Mobil berbelok menuju semacam gang yang lebar. Terik membuat tanah di sekitarnya retak-retak karena kering. Jalanan yang kami susuri tak begitu mulus, tetapi hijaunya pemandangan kanan kiri pepohonan cukup menghibur. Tak lama kemudian, mata menangkap hamparan biru toska yang begitu cantik, yang disebut-sebut sebagai danau kaolin.
Air biru toska itu berada di cekungan besar dan kecil yang terbentuk dari hasil penambangan kaolin, bahan baku pembuatan keramik, bedak, dan pipa plastik. Tanah padat berwarna putih mutiara menjadi dinding-dindingnya. Menciptakan lanskap yang mengesankan. Langit biru yang berawan dan deretan pohon menambah cantiknya perpaduan warna Danau Kaolin.
Kolong, begitu orang Belitung biasa menyebut cekungan yang tersisa dari hasil pertambangan, yang sudah ditinggalkan dan terisi air menjadi atraksi baru bagi pelancong serta incaran para fotografer. Reaksi kimia air dengan mineral-mineral yang terkandung pada tanah bekas pertambanganlah yang membuat air berwarna biru toska.
Belitung memang kaya mineral tambang. Hampir di seluruh isi perut bumi Belitung Timur terdapat kandungan kaolin, pasir kuarsa, tanah liat, pasir bangunan, dan timah. Tambang telah menghidupi Belitung selama puluhan, bahkan ratusan tahun.
Namun, kini era keemasan itu telah lewat. Banyak lokasi pertambangan yang sudah ditinggalkan begitu saja. Menyisakan cekungan-cekungan menganga yang bahkan tampak lebih jelas dari ketinggian, seperti dari atas pesawat.
Ironi keindahan
Bukan hanya cekungan, bekas pertambangan meninggalkan masalah lingkungan yang lebih besar di Bangka Belitung yang menawan. Dari sudut pandang yang lebih lebar, kita bisa melihat bahwa setidaknya 15 sungai di Kepulauan Bangka Belitung berstatus rusak karena tercemar limbah organik dan logam berat akibat aktivitas perkebunan sawit serta penambangan timah dan kaolin.

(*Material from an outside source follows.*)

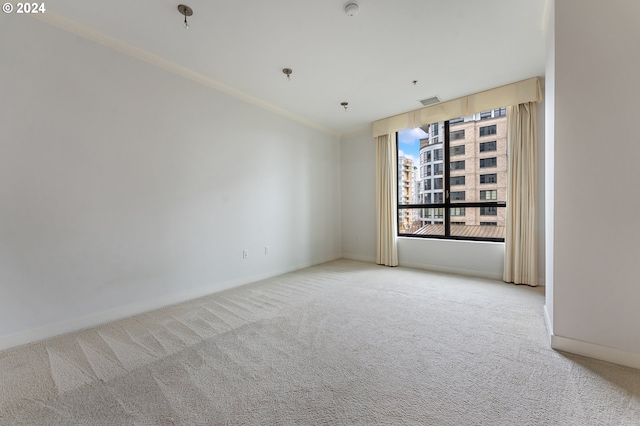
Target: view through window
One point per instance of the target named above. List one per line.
(452, 178)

Lahan-lahan yang rusak akibat kegiatan tambang memang seharusnya diolah kembali, revegetasi atau reklamasi dapat membantu menyelesaikan persoalan. Nyatanya, langkah itu belum sepenuhnya terealisasi. Ini juga mengakibatkan kawasan hutan makin tersisih.
Berdasarkan citra satelit pada 2004 saja, diketahui bahwa sekitar 378 hektare dari 657 hektare kawasan hutan di Bangka Belitung tergolong lahan kritis. Dari jumlah itu, kawasan hutan yang bervegetasi tinggal 17 persen dari luas daratan Bangka Belitung. Idealnya, area hutan yang bervegetasi mencapai 30 persen.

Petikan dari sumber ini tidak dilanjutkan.